Wonderful food, a warm welcome and a beautiful location.

Snorkers – good oh – or know your pork

You know how we love a bit of outdoor cooking especially when the weather is as fab as it is at the moment. We thought we’d do a Bistecca Fiorentina for some friends for supper the other night in the wood fired oven – that’s a t-bone steak cut to 5cm thick and then cooked as a mini-roast over coals. Excellent – love a plan and we got ready sorting it out. The only problem being Richard at the Dartmouth butchers had run out of t-bones…..

not what we ended up with!

What we’d been planning – bistecca Fiorentina

His great suggestion was to still have a t-bone but to use it from pork, not beef. We’d never thought of that before but it makes a lot of sense: the same cut and still fab meat just a different take on it and we got to cook the porky sides as well – apple sauce, some roast onions, a fresh fennel and orange salad, and fantastic crackling.

 

Pork is essential to so many cultures – an animal traditionally happy to munch on our leftovers and clear a field of roots; you keep it all year, let it grow, then it heads off to be killed and it will feed you for the next year. And it all starts all over again.

Porky scratchings

Growing piglets on an adventure

Obviously that was when we all lived on the land and had a cottage with a pig in the back yard. All changed now but pork and cured pork are still a big part of many people’s eating habits – bacon, sausage, ham, salami, paté, pies, hot and cold roast pork, casseroles, stews. It is endlessly versatile and consequently one of the nation’s favourites, probably without us thinking about it.  And not just here; it’s loved all over the world – China consumes the most but also France, Spain, Germany, the Baltic States, Thailand, Vietnam, Japan, America – all big consumers and for many an ingredient of almost every meal. If you’ve eaten in Spain you’ll have experienced this – pork is practically an honorary vegetable.

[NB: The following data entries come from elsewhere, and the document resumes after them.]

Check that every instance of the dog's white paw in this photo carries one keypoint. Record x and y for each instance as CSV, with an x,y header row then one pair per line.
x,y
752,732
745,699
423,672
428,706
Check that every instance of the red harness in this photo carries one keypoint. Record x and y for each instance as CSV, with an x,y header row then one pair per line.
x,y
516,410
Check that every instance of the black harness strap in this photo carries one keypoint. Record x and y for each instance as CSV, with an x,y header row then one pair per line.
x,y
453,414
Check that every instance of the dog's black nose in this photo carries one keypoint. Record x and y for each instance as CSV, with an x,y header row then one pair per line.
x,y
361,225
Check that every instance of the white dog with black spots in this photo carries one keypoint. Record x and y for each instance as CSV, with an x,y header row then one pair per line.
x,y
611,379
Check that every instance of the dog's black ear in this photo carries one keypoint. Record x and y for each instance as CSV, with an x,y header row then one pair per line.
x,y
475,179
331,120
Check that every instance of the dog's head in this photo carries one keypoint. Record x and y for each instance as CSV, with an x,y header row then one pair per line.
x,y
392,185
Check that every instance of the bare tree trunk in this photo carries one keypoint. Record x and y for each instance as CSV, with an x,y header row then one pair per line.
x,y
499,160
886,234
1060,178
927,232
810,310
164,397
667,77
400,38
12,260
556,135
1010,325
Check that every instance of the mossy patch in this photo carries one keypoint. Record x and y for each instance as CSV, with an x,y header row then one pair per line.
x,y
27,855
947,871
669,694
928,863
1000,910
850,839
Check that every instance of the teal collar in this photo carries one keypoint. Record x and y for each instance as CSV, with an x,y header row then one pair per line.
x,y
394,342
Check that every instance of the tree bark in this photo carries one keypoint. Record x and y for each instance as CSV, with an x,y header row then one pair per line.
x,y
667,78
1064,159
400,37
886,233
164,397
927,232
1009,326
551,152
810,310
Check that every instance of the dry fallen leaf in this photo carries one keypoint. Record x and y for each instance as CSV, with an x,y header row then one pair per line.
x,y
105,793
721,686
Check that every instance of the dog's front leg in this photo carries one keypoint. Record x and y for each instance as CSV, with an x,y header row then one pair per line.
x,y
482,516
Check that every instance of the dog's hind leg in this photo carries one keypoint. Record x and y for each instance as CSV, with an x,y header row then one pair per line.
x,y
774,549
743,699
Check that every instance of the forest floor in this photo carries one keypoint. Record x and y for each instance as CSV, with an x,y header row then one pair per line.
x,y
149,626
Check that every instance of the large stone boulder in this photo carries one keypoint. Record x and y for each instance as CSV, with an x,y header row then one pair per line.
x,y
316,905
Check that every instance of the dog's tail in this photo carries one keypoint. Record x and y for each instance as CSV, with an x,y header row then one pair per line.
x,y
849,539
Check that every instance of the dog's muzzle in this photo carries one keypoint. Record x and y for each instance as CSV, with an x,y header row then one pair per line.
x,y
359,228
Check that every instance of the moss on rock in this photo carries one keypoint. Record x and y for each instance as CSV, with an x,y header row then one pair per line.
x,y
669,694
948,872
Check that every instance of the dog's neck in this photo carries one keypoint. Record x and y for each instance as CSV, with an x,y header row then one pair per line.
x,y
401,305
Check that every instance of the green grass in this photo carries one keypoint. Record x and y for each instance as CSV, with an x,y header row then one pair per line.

Discussing the finer Points of Temperature Control

Discussing the finer points of barbecuing pork with Wyatt in North Carolina

Like chicken, if you compare a free-range piece of pork from a small holding pig with a cut from an industrially raised animal, they are literally 2 very different beasts. We had a piece of free range Gloucester Old Spot small farm pork for Christmas lunch one year – the meat was succulent, dark and packed with flavour and the crackling outstanding. I can still summon up the taste – definitely worth buying your pork from a farm or a butcher who sources his meat from small scale suppliers.

 

The cheaper cuts as with most animals are to me the most interesting – those bits that did all the work; cheeks, neck, shoulders, belly pork, all have much more flavour than the back legs and stay really good and juicy because of the layers of fat melting through the meat on cooking.

snorkers

Anna and her finished meaty sausages

One of the best bits of many during our foodie weeks in the Alpujarras is our visit to the local jamon producer’s – 40,000 hams hanging from the ceiling drying in the cold, dry mountain air. It’s a sight to see and the smell is fabulous as long as you like ham. This is followed up by a super generous lunch of thinly sliced jamon, charcuterie, chorizo of every sort, cheeses, breads and salads. We’ve been there 3 or 4 times now and it’s still fascinating – the simplest process, generations old, creating the most fantastic result.  My idea of piggy heaven.

 

Our friends Richard and Lesley had a small scale pig farm on the other side of Dartmouth after years of working on large farms in Hampshire. Despite rearing thousands of pigs, Richard was still inordinately fond of his animals, keeping his breeding sows in sheltered fields and looking after the piglets even when they grew up into rampaging teenagers and trampled through the fences to run through the village. When they left the farm and moved to Cornwall to retire, it was only a matter of time before Richard gave in and brought another few sows and their piglets to their new home and garden.

 

We serve dry cured bacon and proper sausages (snorkers good oh!) to our B&B guests for breakfast and they always comment on them. I think it’s definitely worth sourcing from an independent butcher who gets their meat from known farms. I know it’s another job to do instead of shopping in a supermarket but I find it adds enjoyment to my cooking and definitely to our guests’ meals. It’s a win win. And if you’re not sure what piece of meat to buy, ask your butcher; as we found out, he’s definitely the expert!